Decisão em segunda instância confirma sentença e aponta provas suficientes no processo

O cantor paraense Bruno Mafra, da banda Bruno e Trio, teve a condenação por abuso sexual contra as próprias filhas mantida em segunda instância pela Justiça do Pará. A decisão confirma a sentença aplicada anteriormente e rejeita o recurso apresentado pela defesa.

Segundo o processo, os crimes ocorreram entre 2007 e 2011, em Belém, quando as vítimas tinham menos de 14 anos. As investigações apontam que os abusos foram praticados de forma repetida, em diferentes locais, como a residência da família e um veículo, em situações que favoreciam o isolamento.

As denúncias vieram à tona apenas em 2019, quando as irmãs, já adultas, procuraram as autoridades e relataram os episódios.

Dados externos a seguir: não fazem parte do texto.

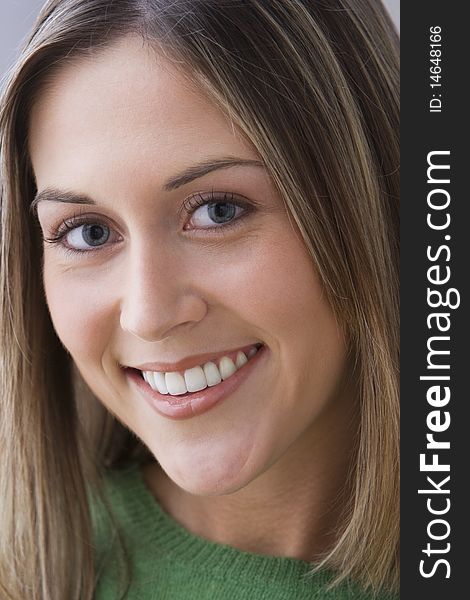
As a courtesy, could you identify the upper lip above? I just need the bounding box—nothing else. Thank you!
[129,342,262,373]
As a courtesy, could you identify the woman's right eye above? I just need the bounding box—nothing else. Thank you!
[44,218,117,253]
[64,223,110,250]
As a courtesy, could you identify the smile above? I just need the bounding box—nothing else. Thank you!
[142,344,259,396]
[124,344,269,420]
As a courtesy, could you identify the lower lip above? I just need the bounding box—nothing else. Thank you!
[126,346,267,419]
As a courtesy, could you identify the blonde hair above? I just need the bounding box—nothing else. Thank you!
[0,0,399,600]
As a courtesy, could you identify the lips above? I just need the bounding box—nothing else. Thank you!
[142,344,260,396]
[125,345,268,419]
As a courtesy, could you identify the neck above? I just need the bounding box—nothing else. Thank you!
[143,390,357,562]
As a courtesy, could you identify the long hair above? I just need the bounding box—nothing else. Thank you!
[0,0,399,600]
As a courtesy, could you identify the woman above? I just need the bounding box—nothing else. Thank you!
[0,0,398,600]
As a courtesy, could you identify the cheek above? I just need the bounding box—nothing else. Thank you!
[44,261,115,363]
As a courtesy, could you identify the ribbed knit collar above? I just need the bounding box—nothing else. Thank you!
[101,464,394,600]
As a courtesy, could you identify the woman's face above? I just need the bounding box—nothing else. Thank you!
[30,37,351,494]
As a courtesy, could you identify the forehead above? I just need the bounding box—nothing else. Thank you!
[29,36,256,190]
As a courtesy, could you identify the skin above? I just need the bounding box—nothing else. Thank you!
[30,36,356,560]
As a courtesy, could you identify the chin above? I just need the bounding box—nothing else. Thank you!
[150,436,262,496]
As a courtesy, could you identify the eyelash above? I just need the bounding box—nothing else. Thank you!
[44,190,255,255]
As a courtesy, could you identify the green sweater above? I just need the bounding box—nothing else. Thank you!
[93,466,392,600]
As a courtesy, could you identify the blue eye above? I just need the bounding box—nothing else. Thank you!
[190,202,244,229]
[64,223,110,250]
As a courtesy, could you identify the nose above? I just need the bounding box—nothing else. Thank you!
[120,242,207,342]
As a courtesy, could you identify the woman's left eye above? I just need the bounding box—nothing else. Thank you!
[183,191,255,230]
[188,202,245,229]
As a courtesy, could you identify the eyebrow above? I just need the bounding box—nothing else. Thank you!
[30,156,264,213]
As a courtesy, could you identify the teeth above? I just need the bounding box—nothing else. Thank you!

A acusação sustenta que os crimes ocorreram em um contexto de confiança e autoridade paterna, com indícios de manipulação psicológica e pedidos de segredo.

Na primeira instância, a Justiça considerou comprovadas a autoria e a materialidade dos crimes, com base principalmente nos depoimentos das vítimas, considerados coerentes e detalhados. A pena foi fixada em mais de 30 anos de reclusão, em regime inicial fechado.

Ao recorrer, a defesa alegou nulidades no processo, irregularidades na produção de provas e insuficiência probatória. No entanto, o Tribunal de Justiça rejeitou os argumentos e manteve integralmente a condenação.

A decisão foi unânime. Os desembargadores entenderam que não houve falhas capazes de anular o processo e destacaram que os depoimentos das vítimas são compatíveis com a dinâmica desse tipo de crime, além de estarem respaldados por outros elementos dos autos.

Mesmo com a decisão, a defesa informou que o caso ainda não tem trânsito em julgado e que pretende adotar novas medidas recursais. Em nota, o escritório afirma que sustenta a existência de violações ao devido processo legal e questiona a validade da decisão.

Defesa

A defesa do réu afirmou que o processo ainda não foi concluído e informou que vai recorrer da condenação. Em nota, os advogados alegam falhas e possíveis violações ao devido processo legal, que, segundo eles, podem comprometer a validade da decisão.

Os advogados também criticaram o vazamento de informações de um processo que corre sob segredo de Justiça. Segundo eles, a divulgação descumpre as restrições legais e pode afetar tanto o andamento do caso quanto os direitos das partes envolvidas.